Despite the sensationalized portrayal of sharks in movies like Jaws, the ocean’s apex predators have far more to fear from people than vice versa.
Even though millions of people around the world swim in the ocean each year, just 91 people were bitten by sharks in 2023 and only 10 of those bites were fatal, according to a new report from the Florida Museum of Natural History in Gainesville. Out of all bites, 69 were unprovoked while 22 were provoked, defined as a human-initiated interaction such as trying to touch or feed a shark. These numbers — reported by beach safety officers, hospital staff and other emergency responders — are consistent with the five-year global average.
The fact that so few bites occur each year “gives us a pretty strong indication that sharks are trying to avoid us,” says Joe Miguez, a marine ecologist at the University of Florida in Gainesville who compiled data for the report. If sharks thought humans were prey, he says, there might be “thousands of shark attacks each day.”
In 2023, more than half of unprovoked shark bites happened in the United States, with a total of 36. That’s down from 41 the previous year. Following long-term trends, nearly one-quarter of all unprovoked bites globally occurred in Florida. This is due to the state’s ample coastline, abundant prey fish and year-round human swimmers.
One uptick in 2023 was fatalities, at 10 — double the amount in 2022. But put in historical perspective, shark bite fatalities are actually decreasing, on average, as people respond more quickly and effectively to treat bite wounds, says shark biologist Neil Hammerschlag, founder of Atlantic Shark Expeditions in Boutiliers Point, Nova Scotia.

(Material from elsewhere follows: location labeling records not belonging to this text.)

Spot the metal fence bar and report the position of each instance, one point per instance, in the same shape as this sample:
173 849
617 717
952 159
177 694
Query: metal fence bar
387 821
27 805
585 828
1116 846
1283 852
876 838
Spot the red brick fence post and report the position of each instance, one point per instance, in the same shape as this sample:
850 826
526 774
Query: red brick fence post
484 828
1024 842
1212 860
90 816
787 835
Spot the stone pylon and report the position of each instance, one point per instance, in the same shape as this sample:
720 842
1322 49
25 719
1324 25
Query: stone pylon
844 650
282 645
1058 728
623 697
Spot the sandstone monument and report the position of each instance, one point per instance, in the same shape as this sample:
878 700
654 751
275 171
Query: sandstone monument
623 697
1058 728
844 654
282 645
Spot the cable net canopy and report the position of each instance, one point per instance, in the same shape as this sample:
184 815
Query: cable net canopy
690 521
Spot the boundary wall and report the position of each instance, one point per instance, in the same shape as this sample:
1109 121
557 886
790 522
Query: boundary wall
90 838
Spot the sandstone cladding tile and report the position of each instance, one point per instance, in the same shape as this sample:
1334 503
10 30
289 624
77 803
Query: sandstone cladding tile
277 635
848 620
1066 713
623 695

“These fatalities usually aren’t a result of a shark eating someone. It’s a result of blood loss,” says Hammerschlag, who was not affiliated with the report. Sharks use their teeth much like humans use their hands, he says, as sensory structures to test their environment.
Notably, of the nearly 550 known species of sharks, only three caused fatalities in 2023: great white sharks (Carcharodon carcharias), bull sharks (Carcharhinus leucas) and tiger sharks (Galeocerdo cuvier).
Four of the 10 fatalities last year were caused by great whites: three in southern Australia and one in California. This is probably because “pockets of white shark populations are growing,” particularly in areas where seals, a main food source for sharks, have rebounded from near extinction, says Gavin Naylor of the University of Florida.
Seal colonies are often found near surf breaks, which also attract surfers. “Going forwards, it’s likely that these bites from white sharks might be a little bit more commonplace” as more people surf and shark populations continue to grow, says Naylor, a shark population geneticist and program director of the university’s International Shark Attack File.
The intent of compiling shark bite data is two-fold, Naylor says: to protect people from sharks and to help these keystone predators thrive (SN: 9/17/15). Shark populations have plummeted by more than 70 percent globally over the past half century, due mainly to increased fishing pressure that’s depleted their food sources.
“These ancient creatures have been on the planet 100 times longer than humans,” Naylor says, and have “magical tricks” — such as many shark species’ ability to move from saltwater to freshwater — that can teach us a lot about how other creatures survive.
While the odds of being bitten by a shark are incredibly slim, Naylor offers simple advice for avoiding shark bites: “Don’t swim alone. Don’t swim too far from shore. Don’t swim at dawn or dusk.”